The record in this case is admittedly conflicted, in that the mental health treatment notes reveal the therapist's, case manager's, and psychiatrist's observations of significant symptomatology addressed by the prescription of multiple medications, while also revealing plaintiff's high functioning in terms of her higher education pursuits, social outings, other daily activities, ability to travel, etc. These treatment records reveal that plaintiff appeared to manage her symptoms fairly well on a medication and therapy regime through the end of 2008, but experienced some additional turbulence beginning in January 2009, when TennCare cuts resulted in two of her medications becoming unaffordable. (Tr. 525-26) However, plaintiff continued to receive one mood stabilizing medication, and refused her providers' advice to take a different medication (lithium), not because it was unaffordable, but for fear of its potential side effects (Tr. 529) and incompatibility with pregnancy (Tr. 538). Despite the interruption of two of her medications and fluctuation in the stress caused by school, plaintiff reported that her mood was improving and her relationship stable in early 2009. (Tr. 529-32) She even discontinued her therapy sessions in May 2009, as the school semester and its associated stress had ended and she needed a mental rest. (Tr. 33-34, 510) Coinciding with her husband's medical issues following a traffic accident in July 2009, plaintiff's symptoms worsened and an additional, anti-psychotic medication was added to her treatment. (Tr. 533-34) Plaintiff apparently struggled to comply with this new prescription regimen (Tr. 537), but in the most recent treatment note contained in the record, dated February 22, 2010 (Tr. 538), plaintiff agreed to try lithium in the face of more serious symptoms, including psychotic features. She appears to have been admitted to the emergency room for monitoring while treatment with lithium was instituted. (Tr. 29, 538)

Particularly in light of the standard of review, requiring only substantial evidence and not a preponderance favoring the Commissioner's decision, Rogers v. Comm'r of Soc. Sec., 486 F.3d 234, 241 (6th Cir. 2007), the undersigned finds the decision in this case to be sufficiently supported by the record of medical and nonmedical evidence to require that it be affirmed.

IV. Recommendation

In light of the foregoing, the Magistrate Judge recommends that plaintiff's motion for judgment on the administrative record be DENIED, and that the decision of the SSA be AFFIRMED.

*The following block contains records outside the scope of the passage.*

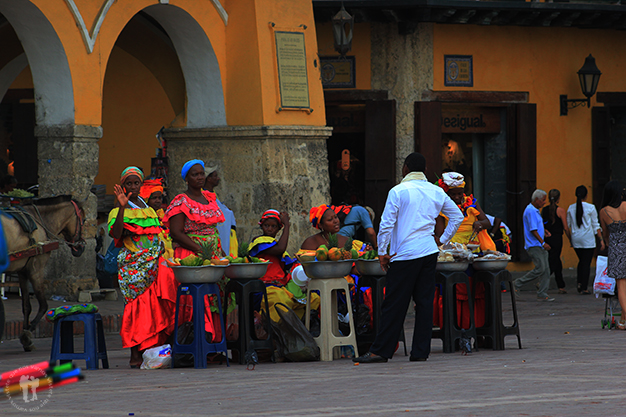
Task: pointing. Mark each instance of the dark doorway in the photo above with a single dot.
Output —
(361, 150)
(18, 145)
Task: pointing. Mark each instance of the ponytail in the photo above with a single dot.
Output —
(581, 192)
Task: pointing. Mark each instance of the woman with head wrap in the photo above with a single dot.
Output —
(228, 229)
(148, 312)
(282, 274)
(152, 192)
(192, 219)
(475, 223)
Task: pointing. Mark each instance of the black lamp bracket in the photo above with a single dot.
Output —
(572, 103)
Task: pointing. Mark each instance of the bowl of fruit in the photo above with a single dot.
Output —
(205, 267)
(329, 261)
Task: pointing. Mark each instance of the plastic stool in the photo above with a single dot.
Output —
(95, 345)
(377, 284)
(450, 332)
(244, 289)
(329, 327)
(199, 348)
(494, 327)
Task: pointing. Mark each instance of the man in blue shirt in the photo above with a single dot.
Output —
(359, 217)
(536, 247)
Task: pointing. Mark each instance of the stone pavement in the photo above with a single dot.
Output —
(569, 366)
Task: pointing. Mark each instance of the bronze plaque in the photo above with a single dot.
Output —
(292, 74)
(470, 120)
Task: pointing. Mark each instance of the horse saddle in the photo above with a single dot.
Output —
(24, 218)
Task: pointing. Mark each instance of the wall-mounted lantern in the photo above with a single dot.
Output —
(589, 76)
(343, 24)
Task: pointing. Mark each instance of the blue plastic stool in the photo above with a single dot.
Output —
(199, 348)
(95, 345)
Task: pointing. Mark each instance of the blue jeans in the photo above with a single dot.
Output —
(541, 271)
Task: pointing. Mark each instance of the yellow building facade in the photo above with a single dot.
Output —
(88, 84)
(523, 56)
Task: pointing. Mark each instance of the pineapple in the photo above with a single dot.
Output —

Any party has fourteen (14) days from receipt of this Report and Recommendation in which to file any written objections to it with the District Court. Any party opposing said objections shall have fourteen (14) days from receipt of any objections filed in which to file any responses to said objections. Failure to file specific objections within fourteen (14) days of receipt of this Report and Recommendation can constitute a waiver of further appeal of this Recommendation. Thomas v. Arn, 474 U.S. 140 (1985); Cowherd v. Million, 380 F.3d 909, 912 (6th Cir. 2004)(en banc).